Monday, Oct. 04, 1999
Tears and Trembling
By Jeffrey Kluger
You probably won't notice any butterflies in Puli this week. The little town in central Taiwan has long been known for its butterflies as well as its Buddhist temples, its scenery and its rice wine. If you could forget that Puli, along with the rest of Taiwan, sits directly atop the juncture of two great tectonic plates, the town would seem idyllic.
Last week the plates made it impossible to forget. At 1:47 on Tuesday morning, Taiwan was slammed by a 7.6-magnitude earthquake. Centered near Puli, the quake left nearly 2,000 dead and at least 100,000 homeless and toppled some 6,000 buildings. Relief agencies from around the world, including the U.S., Turkey and Russia, mobilized to help. In financial centers, stocks took a pounding of their own as investors fretted about what the shutdown of Taiwan's microchip industry would mean to the always jumpy electronics sector.
But it was the pictures pouring out of Taiwan last week that told the real story. Buildings were peeled open like dollhouses, with walls stripped away and still furnished rooms absurdly exposed to the air.

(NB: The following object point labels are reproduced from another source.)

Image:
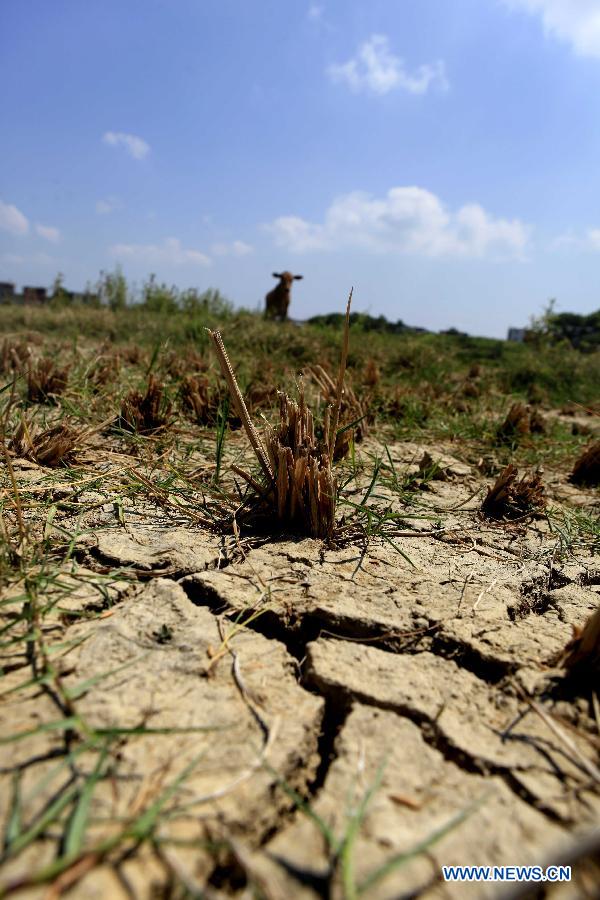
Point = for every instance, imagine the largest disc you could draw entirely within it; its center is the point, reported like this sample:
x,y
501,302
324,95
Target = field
x,y
205,692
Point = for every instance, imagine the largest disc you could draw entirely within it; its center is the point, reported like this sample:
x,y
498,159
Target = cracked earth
x,y
300,676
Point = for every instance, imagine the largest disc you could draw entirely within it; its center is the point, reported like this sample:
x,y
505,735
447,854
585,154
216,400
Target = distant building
x,y
7,292
34,296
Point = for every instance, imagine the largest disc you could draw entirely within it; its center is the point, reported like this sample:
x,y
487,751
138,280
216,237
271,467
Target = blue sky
x,y
442,156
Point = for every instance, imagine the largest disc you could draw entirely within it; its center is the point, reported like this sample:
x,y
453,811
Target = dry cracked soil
x,y
318,720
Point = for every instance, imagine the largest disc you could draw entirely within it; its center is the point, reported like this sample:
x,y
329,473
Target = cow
x,y
277,301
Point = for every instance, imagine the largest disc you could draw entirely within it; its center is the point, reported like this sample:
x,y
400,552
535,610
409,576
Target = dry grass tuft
x,y
351,410
520,421
13,355
45,381
146,413
299,486
586,470
197,399
581,656
509,498
371,374
53,447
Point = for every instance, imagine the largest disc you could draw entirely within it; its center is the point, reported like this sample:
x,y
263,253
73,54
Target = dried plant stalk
x,y
512,499
238,402
340,383
146,413
301,488
45,381
305,487
51,448
582,654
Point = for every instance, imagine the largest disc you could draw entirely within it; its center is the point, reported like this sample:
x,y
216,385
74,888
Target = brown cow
x,y
278,300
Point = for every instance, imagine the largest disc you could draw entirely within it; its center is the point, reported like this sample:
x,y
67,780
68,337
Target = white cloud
x,y
376,69
12,219
408,220
135,146
48,233
235,248
107,205
574,21
42,259
170,252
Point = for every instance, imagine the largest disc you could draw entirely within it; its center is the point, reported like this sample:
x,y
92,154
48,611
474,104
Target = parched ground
x,y
191,713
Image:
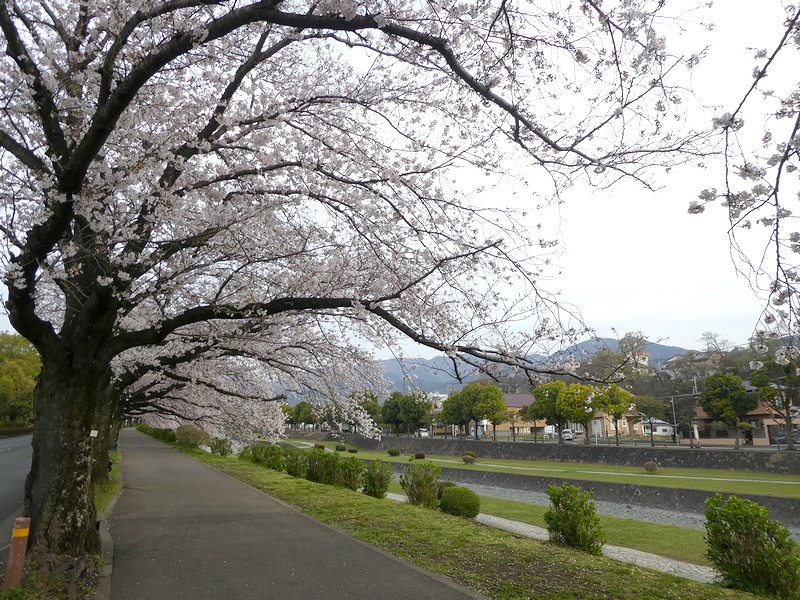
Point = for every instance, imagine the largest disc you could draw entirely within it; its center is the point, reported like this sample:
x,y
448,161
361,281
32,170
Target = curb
x,y
103,589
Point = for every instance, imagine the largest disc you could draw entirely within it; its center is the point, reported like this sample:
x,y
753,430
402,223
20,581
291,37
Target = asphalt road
x,y
15,462
182,530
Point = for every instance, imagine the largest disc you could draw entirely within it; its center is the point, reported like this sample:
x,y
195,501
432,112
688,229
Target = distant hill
x,y
434,375
659,353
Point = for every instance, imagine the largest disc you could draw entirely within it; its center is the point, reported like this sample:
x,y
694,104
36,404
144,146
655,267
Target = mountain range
x,y
435,375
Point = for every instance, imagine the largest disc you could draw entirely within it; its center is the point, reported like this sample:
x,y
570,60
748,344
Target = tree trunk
x,y
59,495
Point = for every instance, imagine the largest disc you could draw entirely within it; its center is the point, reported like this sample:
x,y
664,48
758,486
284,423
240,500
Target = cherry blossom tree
x,y
199,197
760,140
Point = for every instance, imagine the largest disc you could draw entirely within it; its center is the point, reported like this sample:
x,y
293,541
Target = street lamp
x,y
674,423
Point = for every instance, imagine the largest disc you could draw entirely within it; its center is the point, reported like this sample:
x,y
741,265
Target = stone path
x,y
636,557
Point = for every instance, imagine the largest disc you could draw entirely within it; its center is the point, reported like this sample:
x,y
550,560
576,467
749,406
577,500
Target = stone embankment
x,y
628,496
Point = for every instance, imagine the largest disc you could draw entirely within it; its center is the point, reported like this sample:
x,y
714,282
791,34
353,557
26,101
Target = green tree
x,y
390,411
415,409
579,402
616,403
725,399
648,410
545,406
779,387
455,411
369,402
491,405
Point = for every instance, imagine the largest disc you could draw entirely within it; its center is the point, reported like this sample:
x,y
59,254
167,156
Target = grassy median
x,y
495,563
708,480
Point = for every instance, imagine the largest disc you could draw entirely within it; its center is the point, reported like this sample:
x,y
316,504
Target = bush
x,y
376,479
314,458
351,471
441,486
269,456
421,484
221,446
295,462
460,502
572,521
751,552
322,466
190,436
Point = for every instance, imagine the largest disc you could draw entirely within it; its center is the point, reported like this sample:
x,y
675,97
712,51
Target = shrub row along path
x,y
182,530
628,555
636,557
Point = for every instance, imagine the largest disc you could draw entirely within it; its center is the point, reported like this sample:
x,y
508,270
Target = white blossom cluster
x,y
761,178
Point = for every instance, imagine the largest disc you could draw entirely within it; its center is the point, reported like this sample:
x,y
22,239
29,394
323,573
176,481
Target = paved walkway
x,y
182,530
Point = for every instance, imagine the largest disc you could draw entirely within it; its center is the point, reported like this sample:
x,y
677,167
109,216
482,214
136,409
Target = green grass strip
x,y
498,564
707,480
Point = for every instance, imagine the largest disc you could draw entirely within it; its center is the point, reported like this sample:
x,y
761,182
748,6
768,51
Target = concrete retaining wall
x,y
766,461
785,510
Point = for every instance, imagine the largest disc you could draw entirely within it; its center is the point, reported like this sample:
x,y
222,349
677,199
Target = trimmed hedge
x,y
460,502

Tall buildings leaned drunkenly against smaller neighbors. Taipei's Sungshan hotel-apartment complex accordioned from 12 floors to just four, but a temple nearby remained standing, its paper lanterns hanging from the perimeter of the roof.
Just which buildings survived was partly determined by which ones conformed to Taiwan's sometimes laxly enforced construction codes. Puli was especially hard hit because many of its buildings are made of mud and straw. The Sungshan complex might have survived except that earlier this year, a bank on its first two floors reportedly stripped steel beams of concrete reinforcement during renovations.
How well the world's financial foundations will stand up to the quake is a more complex question. Taiwan produces more than 30% of the world's chip sets and motherboards, and by week's end most of its factories stood silent, awaiting repairs that could take weeks. It will be years, however, before Taiwan fully demolishes the wreckage and rebuilds. For a nation that sits in such a tremor-prone part of the world, that may be just long enough to brace for the next one.